Until recently the federal ban on cannabis prevented researchers from studying phytoremediation through hemp. But ever since the 2018 Farm Bill was signed in to law, interest has once again been piqued. The U.S. Environmental Protection Agency has estimated that the cost of using phytoremediation to remove hazardous heavy metals from soil ranges from 20 to 50 percent of the cost of technologies currently in use.
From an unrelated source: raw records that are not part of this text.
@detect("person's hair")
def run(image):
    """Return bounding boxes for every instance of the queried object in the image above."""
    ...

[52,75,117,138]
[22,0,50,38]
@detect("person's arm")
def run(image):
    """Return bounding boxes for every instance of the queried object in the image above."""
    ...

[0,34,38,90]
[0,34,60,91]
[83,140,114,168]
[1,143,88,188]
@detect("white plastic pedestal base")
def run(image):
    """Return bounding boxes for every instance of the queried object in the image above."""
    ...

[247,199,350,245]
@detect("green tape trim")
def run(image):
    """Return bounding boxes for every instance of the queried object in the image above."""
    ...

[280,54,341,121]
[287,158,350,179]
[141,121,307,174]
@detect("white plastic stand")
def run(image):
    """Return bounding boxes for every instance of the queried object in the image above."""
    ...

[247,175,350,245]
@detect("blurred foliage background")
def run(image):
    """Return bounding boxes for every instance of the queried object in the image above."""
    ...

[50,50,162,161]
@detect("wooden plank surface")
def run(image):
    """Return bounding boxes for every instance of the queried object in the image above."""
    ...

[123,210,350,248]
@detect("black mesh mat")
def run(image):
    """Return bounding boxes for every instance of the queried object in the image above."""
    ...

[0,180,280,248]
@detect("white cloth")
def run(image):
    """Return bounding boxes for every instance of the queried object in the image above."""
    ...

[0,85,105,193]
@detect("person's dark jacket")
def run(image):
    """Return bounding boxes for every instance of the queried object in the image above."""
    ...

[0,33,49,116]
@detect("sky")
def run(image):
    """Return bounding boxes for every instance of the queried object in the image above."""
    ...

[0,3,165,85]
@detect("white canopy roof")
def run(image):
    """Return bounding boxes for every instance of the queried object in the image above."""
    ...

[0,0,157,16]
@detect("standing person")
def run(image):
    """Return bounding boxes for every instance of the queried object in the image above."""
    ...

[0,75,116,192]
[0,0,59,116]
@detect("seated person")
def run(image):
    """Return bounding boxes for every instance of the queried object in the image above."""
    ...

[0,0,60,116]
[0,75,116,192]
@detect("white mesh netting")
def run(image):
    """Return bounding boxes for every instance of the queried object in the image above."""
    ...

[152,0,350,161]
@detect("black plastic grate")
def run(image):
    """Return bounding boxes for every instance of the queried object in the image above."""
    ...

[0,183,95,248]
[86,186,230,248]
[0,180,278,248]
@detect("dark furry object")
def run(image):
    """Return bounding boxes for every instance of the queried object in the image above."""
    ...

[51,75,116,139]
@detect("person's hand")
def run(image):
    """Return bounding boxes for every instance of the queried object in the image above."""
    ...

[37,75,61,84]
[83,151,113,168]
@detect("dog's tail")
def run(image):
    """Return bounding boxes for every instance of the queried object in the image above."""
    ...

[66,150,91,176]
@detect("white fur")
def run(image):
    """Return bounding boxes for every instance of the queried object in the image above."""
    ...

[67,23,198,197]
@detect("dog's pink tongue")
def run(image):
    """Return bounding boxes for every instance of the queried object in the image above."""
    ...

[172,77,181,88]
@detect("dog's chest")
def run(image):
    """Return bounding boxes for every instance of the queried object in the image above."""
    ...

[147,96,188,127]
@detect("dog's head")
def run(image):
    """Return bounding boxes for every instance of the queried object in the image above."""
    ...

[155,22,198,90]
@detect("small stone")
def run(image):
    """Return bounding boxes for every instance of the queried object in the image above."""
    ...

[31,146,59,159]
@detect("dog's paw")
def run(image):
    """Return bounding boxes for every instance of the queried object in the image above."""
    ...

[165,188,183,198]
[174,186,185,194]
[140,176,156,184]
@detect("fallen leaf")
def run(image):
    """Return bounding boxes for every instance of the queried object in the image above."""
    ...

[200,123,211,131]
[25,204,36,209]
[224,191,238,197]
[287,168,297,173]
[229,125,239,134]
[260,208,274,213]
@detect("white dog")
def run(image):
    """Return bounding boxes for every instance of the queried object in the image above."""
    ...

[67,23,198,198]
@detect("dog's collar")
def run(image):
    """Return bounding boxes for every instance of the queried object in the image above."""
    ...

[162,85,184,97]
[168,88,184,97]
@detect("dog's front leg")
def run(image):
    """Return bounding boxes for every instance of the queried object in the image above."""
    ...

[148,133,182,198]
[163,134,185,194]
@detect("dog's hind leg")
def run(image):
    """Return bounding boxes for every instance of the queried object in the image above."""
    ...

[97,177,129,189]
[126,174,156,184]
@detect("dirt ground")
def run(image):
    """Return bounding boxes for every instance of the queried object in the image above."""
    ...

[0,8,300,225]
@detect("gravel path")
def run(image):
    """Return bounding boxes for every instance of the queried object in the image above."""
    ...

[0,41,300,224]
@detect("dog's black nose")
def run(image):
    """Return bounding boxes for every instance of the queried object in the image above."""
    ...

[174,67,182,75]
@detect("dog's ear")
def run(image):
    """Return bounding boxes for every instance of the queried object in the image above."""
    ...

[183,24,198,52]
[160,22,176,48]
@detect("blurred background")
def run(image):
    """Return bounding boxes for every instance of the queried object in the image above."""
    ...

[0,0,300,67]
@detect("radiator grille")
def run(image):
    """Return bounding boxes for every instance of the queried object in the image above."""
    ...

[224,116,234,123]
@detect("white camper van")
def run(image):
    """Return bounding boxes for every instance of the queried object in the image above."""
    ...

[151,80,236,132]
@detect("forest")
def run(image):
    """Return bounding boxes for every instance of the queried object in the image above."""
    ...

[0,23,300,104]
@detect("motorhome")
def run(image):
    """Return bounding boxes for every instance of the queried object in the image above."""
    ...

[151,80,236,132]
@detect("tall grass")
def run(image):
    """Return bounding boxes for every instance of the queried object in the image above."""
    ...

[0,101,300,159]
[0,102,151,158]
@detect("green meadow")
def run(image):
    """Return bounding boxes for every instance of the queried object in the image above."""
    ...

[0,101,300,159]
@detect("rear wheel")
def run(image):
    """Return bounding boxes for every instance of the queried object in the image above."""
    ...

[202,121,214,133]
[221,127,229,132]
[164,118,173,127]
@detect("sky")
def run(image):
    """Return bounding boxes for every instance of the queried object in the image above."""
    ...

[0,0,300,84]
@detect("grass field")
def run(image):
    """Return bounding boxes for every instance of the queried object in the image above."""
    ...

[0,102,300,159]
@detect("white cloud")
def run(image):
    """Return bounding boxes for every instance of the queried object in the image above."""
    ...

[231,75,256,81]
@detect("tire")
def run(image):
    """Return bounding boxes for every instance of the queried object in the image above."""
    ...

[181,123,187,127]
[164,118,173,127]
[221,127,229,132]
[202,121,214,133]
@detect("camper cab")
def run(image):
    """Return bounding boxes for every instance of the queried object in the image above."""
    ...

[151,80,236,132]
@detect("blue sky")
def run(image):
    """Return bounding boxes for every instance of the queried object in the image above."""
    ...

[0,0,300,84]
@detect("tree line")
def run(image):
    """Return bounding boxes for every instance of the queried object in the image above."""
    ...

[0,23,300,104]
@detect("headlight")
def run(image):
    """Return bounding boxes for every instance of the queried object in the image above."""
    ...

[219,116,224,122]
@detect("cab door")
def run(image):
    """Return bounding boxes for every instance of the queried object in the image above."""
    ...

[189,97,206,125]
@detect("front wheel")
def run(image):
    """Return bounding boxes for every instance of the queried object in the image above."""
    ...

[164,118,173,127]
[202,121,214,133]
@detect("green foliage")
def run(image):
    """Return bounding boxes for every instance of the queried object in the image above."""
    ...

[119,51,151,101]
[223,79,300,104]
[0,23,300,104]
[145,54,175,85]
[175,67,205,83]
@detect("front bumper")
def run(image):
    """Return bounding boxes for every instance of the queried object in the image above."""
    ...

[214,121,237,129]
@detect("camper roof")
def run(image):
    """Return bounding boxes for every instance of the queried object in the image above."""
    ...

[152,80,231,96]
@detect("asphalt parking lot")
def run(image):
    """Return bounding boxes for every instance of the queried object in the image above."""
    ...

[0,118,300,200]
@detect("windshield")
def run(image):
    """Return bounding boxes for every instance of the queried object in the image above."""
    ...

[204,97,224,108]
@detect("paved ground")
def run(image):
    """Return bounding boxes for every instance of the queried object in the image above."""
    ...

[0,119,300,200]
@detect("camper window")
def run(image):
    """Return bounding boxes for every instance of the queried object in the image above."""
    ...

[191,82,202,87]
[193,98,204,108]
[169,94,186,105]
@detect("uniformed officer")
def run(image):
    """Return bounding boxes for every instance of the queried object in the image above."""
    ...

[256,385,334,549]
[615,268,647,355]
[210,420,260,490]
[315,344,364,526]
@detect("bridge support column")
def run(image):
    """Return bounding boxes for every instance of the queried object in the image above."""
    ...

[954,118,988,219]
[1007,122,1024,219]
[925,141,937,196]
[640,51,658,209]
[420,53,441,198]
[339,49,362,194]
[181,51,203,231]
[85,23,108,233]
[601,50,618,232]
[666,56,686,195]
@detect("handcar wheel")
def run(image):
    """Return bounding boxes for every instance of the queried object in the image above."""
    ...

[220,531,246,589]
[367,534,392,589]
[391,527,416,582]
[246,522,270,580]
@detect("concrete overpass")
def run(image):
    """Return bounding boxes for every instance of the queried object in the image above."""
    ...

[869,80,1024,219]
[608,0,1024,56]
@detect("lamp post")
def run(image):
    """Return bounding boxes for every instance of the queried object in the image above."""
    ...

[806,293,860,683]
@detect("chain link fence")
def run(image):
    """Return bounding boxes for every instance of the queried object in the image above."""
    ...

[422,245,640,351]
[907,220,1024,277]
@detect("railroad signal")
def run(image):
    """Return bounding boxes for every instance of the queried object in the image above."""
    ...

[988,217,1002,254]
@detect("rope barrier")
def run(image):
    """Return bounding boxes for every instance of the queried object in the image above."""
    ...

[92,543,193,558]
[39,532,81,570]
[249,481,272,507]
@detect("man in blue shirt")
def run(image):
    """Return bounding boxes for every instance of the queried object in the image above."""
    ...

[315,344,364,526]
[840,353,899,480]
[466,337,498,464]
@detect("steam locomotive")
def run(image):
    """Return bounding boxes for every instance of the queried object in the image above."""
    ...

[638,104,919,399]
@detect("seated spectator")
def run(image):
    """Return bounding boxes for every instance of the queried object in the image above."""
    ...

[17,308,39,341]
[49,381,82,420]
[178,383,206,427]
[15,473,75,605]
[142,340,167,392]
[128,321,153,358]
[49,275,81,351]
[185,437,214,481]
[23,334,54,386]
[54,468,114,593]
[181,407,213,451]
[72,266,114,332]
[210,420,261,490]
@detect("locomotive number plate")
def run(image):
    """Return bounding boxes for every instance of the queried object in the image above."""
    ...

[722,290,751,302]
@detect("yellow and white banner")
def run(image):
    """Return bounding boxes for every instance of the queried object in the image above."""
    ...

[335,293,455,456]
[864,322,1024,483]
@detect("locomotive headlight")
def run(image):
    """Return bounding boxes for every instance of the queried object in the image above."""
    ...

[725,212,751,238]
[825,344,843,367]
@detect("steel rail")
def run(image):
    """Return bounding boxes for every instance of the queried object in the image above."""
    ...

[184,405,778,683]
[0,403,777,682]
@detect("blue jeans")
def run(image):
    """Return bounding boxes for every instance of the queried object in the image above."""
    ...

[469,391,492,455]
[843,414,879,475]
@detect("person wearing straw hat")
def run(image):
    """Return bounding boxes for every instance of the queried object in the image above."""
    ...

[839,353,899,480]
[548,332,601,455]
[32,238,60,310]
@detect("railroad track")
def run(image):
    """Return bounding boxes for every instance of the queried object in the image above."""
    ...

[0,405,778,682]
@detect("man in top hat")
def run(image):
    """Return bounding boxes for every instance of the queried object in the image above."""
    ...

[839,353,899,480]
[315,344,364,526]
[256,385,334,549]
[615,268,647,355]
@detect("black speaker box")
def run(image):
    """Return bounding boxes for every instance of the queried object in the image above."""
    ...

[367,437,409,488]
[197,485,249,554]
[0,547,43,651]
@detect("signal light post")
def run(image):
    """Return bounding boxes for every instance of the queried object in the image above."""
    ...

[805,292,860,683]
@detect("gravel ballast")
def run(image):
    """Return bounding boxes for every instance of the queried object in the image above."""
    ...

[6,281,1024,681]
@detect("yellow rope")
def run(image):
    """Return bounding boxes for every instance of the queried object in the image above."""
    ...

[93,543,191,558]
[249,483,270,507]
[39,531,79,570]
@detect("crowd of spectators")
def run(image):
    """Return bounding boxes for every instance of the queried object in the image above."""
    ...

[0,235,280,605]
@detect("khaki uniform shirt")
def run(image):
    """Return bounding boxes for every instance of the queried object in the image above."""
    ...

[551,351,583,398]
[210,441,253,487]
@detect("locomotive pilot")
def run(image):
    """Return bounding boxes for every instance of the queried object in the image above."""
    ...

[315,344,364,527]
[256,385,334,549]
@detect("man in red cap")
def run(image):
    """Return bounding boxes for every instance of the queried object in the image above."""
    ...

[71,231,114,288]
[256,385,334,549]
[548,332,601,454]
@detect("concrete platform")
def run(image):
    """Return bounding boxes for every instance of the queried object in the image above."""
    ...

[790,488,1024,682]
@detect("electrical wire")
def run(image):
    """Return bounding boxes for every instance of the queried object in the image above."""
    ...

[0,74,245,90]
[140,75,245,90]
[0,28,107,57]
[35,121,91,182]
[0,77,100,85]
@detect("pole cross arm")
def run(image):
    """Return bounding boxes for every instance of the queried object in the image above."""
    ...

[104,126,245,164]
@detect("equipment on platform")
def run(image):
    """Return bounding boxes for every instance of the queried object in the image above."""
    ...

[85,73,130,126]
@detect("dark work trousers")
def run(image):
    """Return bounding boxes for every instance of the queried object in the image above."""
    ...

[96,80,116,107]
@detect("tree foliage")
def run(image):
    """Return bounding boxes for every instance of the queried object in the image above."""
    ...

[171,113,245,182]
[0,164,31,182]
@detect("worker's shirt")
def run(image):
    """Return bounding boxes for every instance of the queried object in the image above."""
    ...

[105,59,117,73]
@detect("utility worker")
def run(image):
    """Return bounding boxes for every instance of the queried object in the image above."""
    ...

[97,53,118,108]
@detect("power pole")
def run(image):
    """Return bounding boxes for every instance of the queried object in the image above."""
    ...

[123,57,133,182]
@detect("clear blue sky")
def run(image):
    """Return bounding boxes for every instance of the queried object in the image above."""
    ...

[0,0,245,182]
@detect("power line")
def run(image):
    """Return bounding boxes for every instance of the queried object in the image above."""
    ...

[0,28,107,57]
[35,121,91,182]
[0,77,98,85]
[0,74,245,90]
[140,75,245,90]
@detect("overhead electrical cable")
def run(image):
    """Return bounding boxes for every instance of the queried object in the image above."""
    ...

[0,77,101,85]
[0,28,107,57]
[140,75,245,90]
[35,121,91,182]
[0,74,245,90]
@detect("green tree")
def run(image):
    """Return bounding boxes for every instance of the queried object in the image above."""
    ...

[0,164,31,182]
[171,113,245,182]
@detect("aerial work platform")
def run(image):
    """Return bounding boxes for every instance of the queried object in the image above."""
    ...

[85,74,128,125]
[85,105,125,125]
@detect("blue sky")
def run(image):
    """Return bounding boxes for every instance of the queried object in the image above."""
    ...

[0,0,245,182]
We recently spoke to Doug Fine, New Mexico hemp farmer and author of Hemp Bound, about the possibility that hemp cultivation could regenerate soil. “I can vouch that hemp has phytoremediative—soil-building—qualities for a personal reason,” said Fine. “I’m very excited that my own hemp variety has been used successfully in an early phase university study.”

As Fine chronicles on his website: “I received word that researcher Hanah Rheay at New Mexico State University (under the guidance of Professors April Ulery and Catherine Brewer) is reporting in her American Society For Horticultural Science conference presentation on August 10 [2020] that she is seeing initial success in uranium uptake from contaminated mining soil planted with a hemp variety that I’ve been developing for five seasons.”

According to Rheay’s presentation, Fine’s hemp was able to transfer uranium and radium from tainted soil into the plant. “As a phytoremediator, hemp is capable of translocating numerous heavy metals and even radionuclides into plant tissues from the soil,” said Rheay.

Promising Future

Now a landmark study in South Africa is putting the theory to the test by planting hemp in areas of the country that have been devastated by unethical mining practices. According to Hemp Today, Tiago Campbell, a master’s degree candidate in environmental science at the University of the Witwatersrand, is attempting to remediate polluted lands within the Witwatersrand Basin, one of the world’s largest gold deposits. According to South Africa’s Federation for a Sustainable Environment, there are at least 380 abandoned mines in the area containing “elevated levels of toxic and radioactive metals” including arsenic, cadmium, cobalt, copper, zinc and uranium.

Campbell has been comparing the phytoremediation abilities of hemp to other plants and says hemp is a “heavy metal hyper-accumulator” compared to Indian mustard, water hyacinth, alfalfa and sunflower. Hemp’s ability to grow in contaminated soil with little to no negative effects on the plant is also being tested by Campbell. He reports that nearly 1,000 cannabis plants appeared to grow normally in lab tests using the polluted soil.

Campbell told reporters that he believes that hemp could simultaneously repair damage to the soil, make the area inhabitable for humans again and bring economic gains for local residents.

The hemp that Campbell is harvesting from the experiment will not be safe for use in foods or other health products meant for human use, but it should be safe for construction uses.

The current studies swirling around the topic are revealing absolutely fascinating results, and they could hold the key to revitalizing farmland ravaged by decades of pollution. There are still some downsides to consider—like the drain on certain nutrients that hemp is responsible for or the large amounts of water needed to produce the plant—but compared to the upsides, they might be worth the opportunity cost.

Joshua Lee covers cannabis for The Paper.